There is an oil spill everyday at Coal Oil Point (COP), the natural seeps off Santa Barbara, California, where 20-25 tons of oil have leaked from the seafloor each day for the last several hundred thousand years.
“One of the natural questions is: What happens to all of this oil?” Valentine said. “So much oil seeps up and floats on the sea surface. It’s something we’ve long wondered. We know some of it will come ashore as tar balls, but it doesn’t stick around. And then there are the massive slicks. You can see them, sometimes extending 20 miles from the seeps. But what really is the ultimate fate?”
“It’s a good bet that it ends up in the sediments because it’s not ending up on land. It’s not dissolving in ocean water, so it’s almost certain that it is ending up in the sediments.”

Sunday, May 10, 2009

Superstitious fears

Remember how people were so afraid of microwave ovens back in the 70s? MRI, Magnetic Resonance Imaging, was originally called Nuclear Magnetic Resonance, but the word "nuclear" scared people so they changed the name. People are superstitiously afraid of anything nuclear or anything related to "radiation" (even though no one is afraid of visible light, which is radiation), but put them together and "nuclear radiation" is just off the charts scary to people.

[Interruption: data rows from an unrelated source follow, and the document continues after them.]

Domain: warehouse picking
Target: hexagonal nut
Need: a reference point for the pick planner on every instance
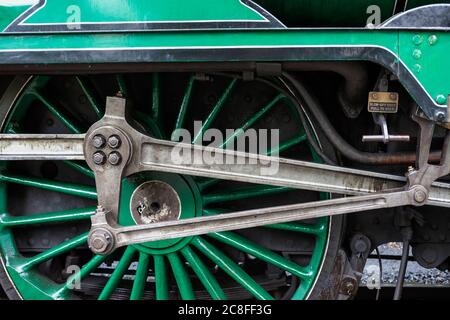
(98, 141)
(99, 158)
(114, 158)
(114, 142)
(100, 241)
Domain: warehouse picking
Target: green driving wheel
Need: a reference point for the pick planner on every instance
(46, 205)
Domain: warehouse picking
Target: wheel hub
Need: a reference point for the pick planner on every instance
(151, 197)
(155, 201)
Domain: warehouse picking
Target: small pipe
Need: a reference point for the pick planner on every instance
(407, 236)
(341, 144)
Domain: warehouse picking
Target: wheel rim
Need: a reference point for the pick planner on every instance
(168, 264)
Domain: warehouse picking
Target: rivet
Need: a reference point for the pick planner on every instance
(441, 99)
(417, 39)
(417, 54)
(417, 68)
(432, 39)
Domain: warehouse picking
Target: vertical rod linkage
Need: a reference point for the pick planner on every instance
(57, 113)
(184, 106)
(122, 85)
(156, 96)
(89, 93)
(252, 120)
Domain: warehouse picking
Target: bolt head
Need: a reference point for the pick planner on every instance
(420, 196)
(114, 158)
(98, 141)
(99, 158)
(100, 241)
(114, 142)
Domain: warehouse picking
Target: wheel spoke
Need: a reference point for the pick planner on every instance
(215, 111)
(55, 251)
(246, 193)
(86, 270)
(118, 273)
(244, 245)
(252, 120)
(49, 217)
(287, 144)
(80, 168)
(57, 113)
(161, 282)
(141, 277)
(313, 229)
(181, 277)
(184, 106)
(231, 268)
(89, 93)
(203, 274)
(61, 187)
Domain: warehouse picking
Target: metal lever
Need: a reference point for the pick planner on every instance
(385, 137)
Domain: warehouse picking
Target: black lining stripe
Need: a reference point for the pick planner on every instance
(17, 27)
(377, 55)
(400, 6)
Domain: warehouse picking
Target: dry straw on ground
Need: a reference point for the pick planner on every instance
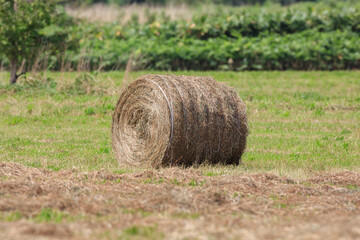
(166, 120)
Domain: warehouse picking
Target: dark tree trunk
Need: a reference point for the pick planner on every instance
(13, 76)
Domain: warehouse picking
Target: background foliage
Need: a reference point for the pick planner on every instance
(304, 37)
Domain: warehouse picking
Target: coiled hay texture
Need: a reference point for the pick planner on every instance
(166, 120)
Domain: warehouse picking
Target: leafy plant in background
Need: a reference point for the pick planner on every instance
(21, 25)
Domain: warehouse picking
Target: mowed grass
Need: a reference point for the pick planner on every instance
(299, 122)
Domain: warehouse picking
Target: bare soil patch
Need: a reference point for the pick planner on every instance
(177, 203)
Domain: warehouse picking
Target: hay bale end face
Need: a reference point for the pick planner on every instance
(167, 120)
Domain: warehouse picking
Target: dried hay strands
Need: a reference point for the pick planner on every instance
(166, 120)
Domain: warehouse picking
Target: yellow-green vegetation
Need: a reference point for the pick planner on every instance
(299, 121)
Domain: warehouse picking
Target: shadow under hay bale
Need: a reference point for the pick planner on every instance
(166, 120)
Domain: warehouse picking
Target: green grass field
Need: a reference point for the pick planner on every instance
(299, 122)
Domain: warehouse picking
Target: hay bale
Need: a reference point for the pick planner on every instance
(166, 120)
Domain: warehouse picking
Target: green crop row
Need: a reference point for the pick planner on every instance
(307, 50)
(304, 39)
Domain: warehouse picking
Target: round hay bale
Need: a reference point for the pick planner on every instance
(166, 120)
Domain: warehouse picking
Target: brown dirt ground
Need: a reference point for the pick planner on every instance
(179, 204)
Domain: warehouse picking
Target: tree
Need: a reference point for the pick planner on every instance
(21, 22)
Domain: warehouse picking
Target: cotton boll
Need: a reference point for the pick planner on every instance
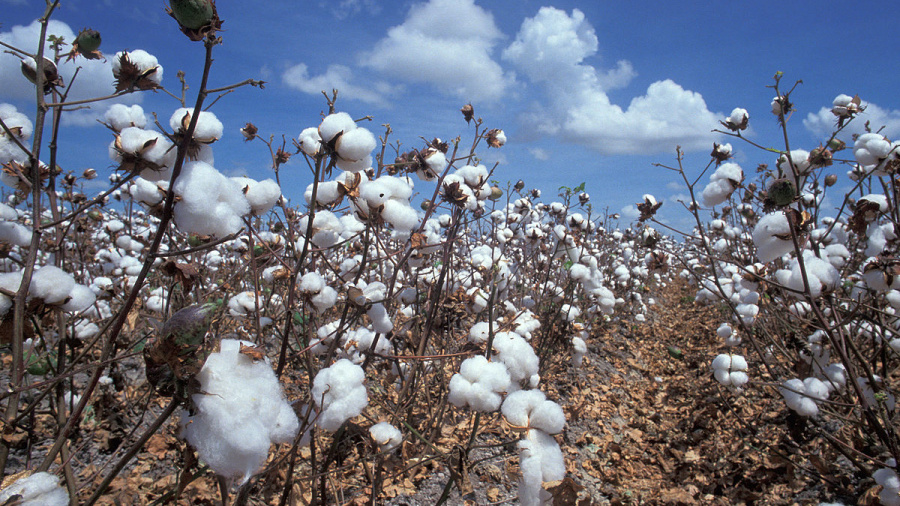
(334, 124)
(386, 436)
(51, 284)
(121, 116)
(478, 384)
(239, 413)
(340, 393)
(772, 236)
(355, 144)
(310, 141)
(531, 409)
(38, 489)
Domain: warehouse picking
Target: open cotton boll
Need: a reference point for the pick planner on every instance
(802, 396)
(334, 124)
(540, 460)
(121, 116)
(479, 384)
(355, 144)
(531, 409)
(51, 284)
(386, 436)
(722, 183)
(340, 393)
(730, 370)
(238, 414)
(310, 141)
(147, 65)
(211, 204)
(519, 357)
(772, 236)
(38, 489)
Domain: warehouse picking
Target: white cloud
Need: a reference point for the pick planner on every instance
(337, 77)
(550, 49)
(540, 154)
(445, 43)
(823, 123)
(95, 79)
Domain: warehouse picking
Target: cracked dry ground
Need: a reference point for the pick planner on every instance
(644, 427)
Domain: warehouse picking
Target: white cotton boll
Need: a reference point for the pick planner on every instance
(38, 489)
(334, 124)
(386, 436)
(121, 116)
(15, 234)
(768, 237)
(51, 284)
(144, 61)
(479, 333)
(517, 354)
(355, 144)
(479, 384)
(400, 215)
(310, 141)
(240, 412)
(722, 184)
(208, 128)
(340, 393)
(327, 193)
(540, 460)
(261, 195)
(531, 409)
(381, 322)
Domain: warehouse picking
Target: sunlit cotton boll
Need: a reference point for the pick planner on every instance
(730, 370)
(121, 116)
(531, 409)
(239, 413)
(772, 236)
(340, 393)
(722, 184)
(803, 396)
(386, 436)
(38, 489)
(540, 460)
(478, 384)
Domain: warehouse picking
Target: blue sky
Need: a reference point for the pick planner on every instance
(586, 91)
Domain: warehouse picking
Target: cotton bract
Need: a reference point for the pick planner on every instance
(340, 393)
(239, 413)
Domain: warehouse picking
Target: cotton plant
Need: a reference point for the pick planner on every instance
(239, 412)
(340, 393)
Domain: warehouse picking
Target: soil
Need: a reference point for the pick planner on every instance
(647, 424)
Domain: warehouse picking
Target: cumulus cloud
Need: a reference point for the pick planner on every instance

This is too bad because there are many benefits to be had from processes that happen to be described by the words nuclear and radiation. This state of affairs cannot be blamed on ignorance alone, however. Fear of all things nuclear is actively fomented by environmental groups with multi-million-dollar budgets. We must cultivate a deep skepticism of such groups who gain when the public buys into their campaigns of disinformation and fearmongering.

There has recently been a renewed global interest in using nuclear energy to address the environmental concerns that accompany our continued combustion of coal, oil, and gas to sustain our standard of living. However, new construction of nuclear plants is impeded by powerful anti-nuclear political activists -- and by media reporters who communicate unwarranted fears about small doses of radiation.

In this publication ["Nuclear Energy and Health, And the Benefits of Low-Dose Radiation Hormesis,"], nuclear engineering expert Jerry M. Cuttler, D.Sc., P.Eng. (past president of the Canadian Nuclear Society) and Myron Pollycove, M.D. (formerly of the U.S. Nuclear Regulatory Commission) present important biological realities and scientific explanations that are being ignored. On the thirtieth anniversary of Three Mile Island, end the scare stories about nuclear energy, suggests this report, so that a safe and highly efficient source of energy can be utilized for the benefit of humanity at a time when energy production is a top priority.
Some quotes from the paper:
Expected doses in a nuclear reactor accident would be in the low dose range, where there is no statistically significant evidence of adverse health effects.
From the time of their first appearance, living organisms have been receiving natural radiation over a very broad range of dose rates .... radiation levels in some locations are as much as several hundred times greater than the world average dose rate. Life in those locations has been flourishing. Studies on organisms and human populations living in high dose rate regions have suggested that they are better able to recover from exposure to a much higher dose of radiation than those living in low dose rate regions.